The private sector makes up the majority of care home places in this country and with increasing demands caused by an aging population many companies and individuals are now considering investing in the care home market.
What are the important legal issues that need to be considered in connection with such a purchase over and above the normal matters that need to be dealt with when buying a property and a business?
Registration and Regulation
First and foremost are the registration and regulation aspects. It is an offence for a person to carry on or manage a care home business without being registered by the Care Quality Commission (CQC). Any buyer therefore needs to apply to the CQC for registration and the process is likely to take something in the region of 8-10 weeks.
One slightly odd fact is that the CQC will not grant the necessary registration until the person or company actually owns the care home. Obviously, no one is going to want to commit to purchase a business only to find that they cannot then operate it. The issue is usually overcome by the CQC at the end of their investigations providing a “comfort letter” confirming that registration will be granted following completion.
A buyer can therefore either wait for the comfort letter from the CQC before exchanging contracts or can exchange conditional on the comfort letter being received.
Many care home sales now proceed as share sales (i.e. the seller sells a company rather than the care home itself) and this will simplify the registration procedure because the company being purchased will usually already be registered.
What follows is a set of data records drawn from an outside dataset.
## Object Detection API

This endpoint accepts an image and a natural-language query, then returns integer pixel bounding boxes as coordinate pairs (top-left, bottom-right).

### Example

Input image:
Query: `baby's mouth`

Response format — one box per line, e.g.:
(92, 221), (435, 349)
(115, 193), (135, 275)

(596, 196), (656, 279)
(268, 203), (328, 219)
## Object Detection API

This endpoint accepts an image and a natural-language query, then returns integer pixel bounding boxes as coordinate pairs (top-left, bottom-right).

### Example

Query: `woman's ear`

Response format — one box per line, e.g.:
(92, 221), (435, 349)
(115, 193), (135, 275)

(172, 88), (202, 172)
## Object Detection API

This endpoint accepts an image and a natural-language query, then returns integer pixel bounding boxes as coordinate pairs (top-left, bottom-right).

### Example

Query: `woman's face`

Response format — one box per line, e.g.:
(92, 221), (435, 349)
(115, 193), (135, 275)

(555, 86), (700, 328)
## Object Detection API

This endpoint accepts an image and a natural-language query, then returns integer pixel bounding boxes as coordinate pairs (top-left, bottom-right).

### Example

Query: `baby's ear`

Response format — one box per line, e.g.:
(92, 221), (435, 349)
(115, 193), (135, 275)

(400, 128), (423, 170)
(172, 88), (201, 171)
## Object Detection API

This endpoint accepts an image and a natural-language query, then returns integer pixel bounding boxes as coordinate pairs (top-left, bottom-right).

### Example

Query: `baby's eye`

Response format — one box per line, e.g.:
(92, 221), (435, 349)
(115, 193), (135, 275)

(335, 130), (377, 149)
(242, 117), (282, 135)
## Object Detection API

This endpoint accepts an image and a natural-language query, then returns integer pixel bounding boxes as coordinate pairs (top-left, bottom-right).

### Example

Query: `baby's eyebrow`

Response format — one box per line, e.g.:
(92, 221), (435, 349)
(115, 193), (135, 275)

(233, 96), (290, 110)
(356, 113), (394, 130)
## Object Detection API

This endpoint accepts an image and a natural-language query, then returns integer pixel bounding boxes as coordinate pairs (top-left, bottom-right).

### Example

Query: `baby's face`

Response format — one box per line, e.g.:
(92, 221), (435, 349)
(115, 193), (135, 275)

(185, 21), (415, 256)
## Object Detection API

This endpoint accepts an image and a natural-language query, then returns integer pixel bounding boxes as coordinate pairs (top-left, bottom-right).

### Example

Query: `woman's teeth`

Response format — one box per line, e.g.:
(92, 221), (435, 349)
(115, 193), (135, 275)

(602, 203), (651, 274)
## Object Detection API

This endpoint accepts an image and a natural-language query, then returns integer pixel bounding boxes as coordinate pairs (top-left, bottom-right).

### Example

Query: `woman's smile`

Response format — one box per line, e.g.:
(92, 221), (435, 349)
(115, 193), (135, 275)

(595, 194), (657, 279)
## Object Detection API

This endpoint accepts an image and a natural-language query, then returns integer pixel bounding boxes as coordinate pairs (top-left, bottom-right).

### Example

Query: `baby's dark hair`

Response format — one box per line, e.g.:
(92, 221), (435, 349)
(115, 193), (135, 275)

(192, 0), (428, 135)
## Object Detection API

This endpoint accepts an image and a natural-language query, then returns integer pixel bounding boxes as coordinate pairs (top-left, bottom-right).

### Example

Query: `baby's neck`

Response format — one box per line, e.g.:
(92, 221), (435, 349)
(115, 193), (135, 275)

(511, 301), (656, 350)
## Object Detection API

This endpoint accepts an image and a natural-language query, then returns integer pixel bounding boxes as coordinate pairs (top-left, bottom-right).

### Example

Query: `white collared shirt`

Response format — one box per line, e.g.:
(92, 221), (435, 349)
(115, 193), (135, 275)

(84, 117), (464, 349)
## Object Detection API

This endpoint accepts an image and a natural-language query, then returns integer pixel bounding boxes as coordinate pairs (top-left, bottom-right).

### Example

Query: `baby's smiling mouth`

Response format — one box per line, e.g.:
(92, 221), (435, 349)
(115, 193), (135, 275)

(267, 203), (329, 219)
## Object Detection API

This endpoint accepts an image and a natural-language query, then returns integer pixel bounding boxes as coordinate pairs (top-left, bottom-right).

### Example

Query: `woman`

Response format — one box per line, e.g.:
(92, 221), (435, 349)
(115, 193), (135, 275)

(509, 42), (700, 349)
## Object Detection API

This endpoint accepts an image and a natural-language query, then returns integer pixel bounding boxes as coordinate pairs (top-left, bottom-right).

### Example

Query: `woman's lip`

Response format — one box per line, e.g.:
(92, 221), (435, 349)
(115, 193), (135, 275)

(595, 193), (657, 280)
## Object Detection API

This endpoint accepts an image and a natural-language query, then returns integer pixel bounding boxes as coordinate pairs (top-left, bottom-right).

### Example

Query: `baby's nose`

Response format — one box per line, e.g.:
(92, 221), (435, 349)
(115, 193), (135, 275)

Once the care home is acquired, it will be the responsibility of the new owner to comply with all the relevant essential standards of quality and safety. An important part of the buying process is, therefore, asking the right questions during the transaction to ensure that the business is fully compliant and that there are no issues that would cause regulatory or operational difficulties after completion.
Any buyer of a care home should pay particular attention to the existing planning permissions that affect the property. Conditions limiting the number of residents are fairly common and are often overlooked when care homes are later extended. This can leave an operator technically in breach of a planning condition.
A lot of care homes are not purpose built homes but are converted residential properties. These often have restrictive covenants preventing businesses from being operated from them and this type of covenant may need to be insured against, unless there is good evidence that the covenants have been breached for so long that they are now unenforceable.
It is in the nature of care home businesses that they can benefit considerably from tax savings by the correct utilisation of capital allowances. Any purchaser of a care home, in addition to obtaining good legal advice, should seek specialist tax advice to ensure that capital allowances are properly dealt with in the contract so that the valuable tax benefits are not lost.
There are significant employment issues that uniquely affect care homes, such as the impact of the working time and minimum wage regulations for staff who regularly sleep on the premises and issues caused by the employment of non-EU workers. Any purchaser of a care home should, therefore, make sure they receive proper employment law advice in respect of the members of staff they will be taking over on completion of the purchase so that they are clear what their statutory obligations are.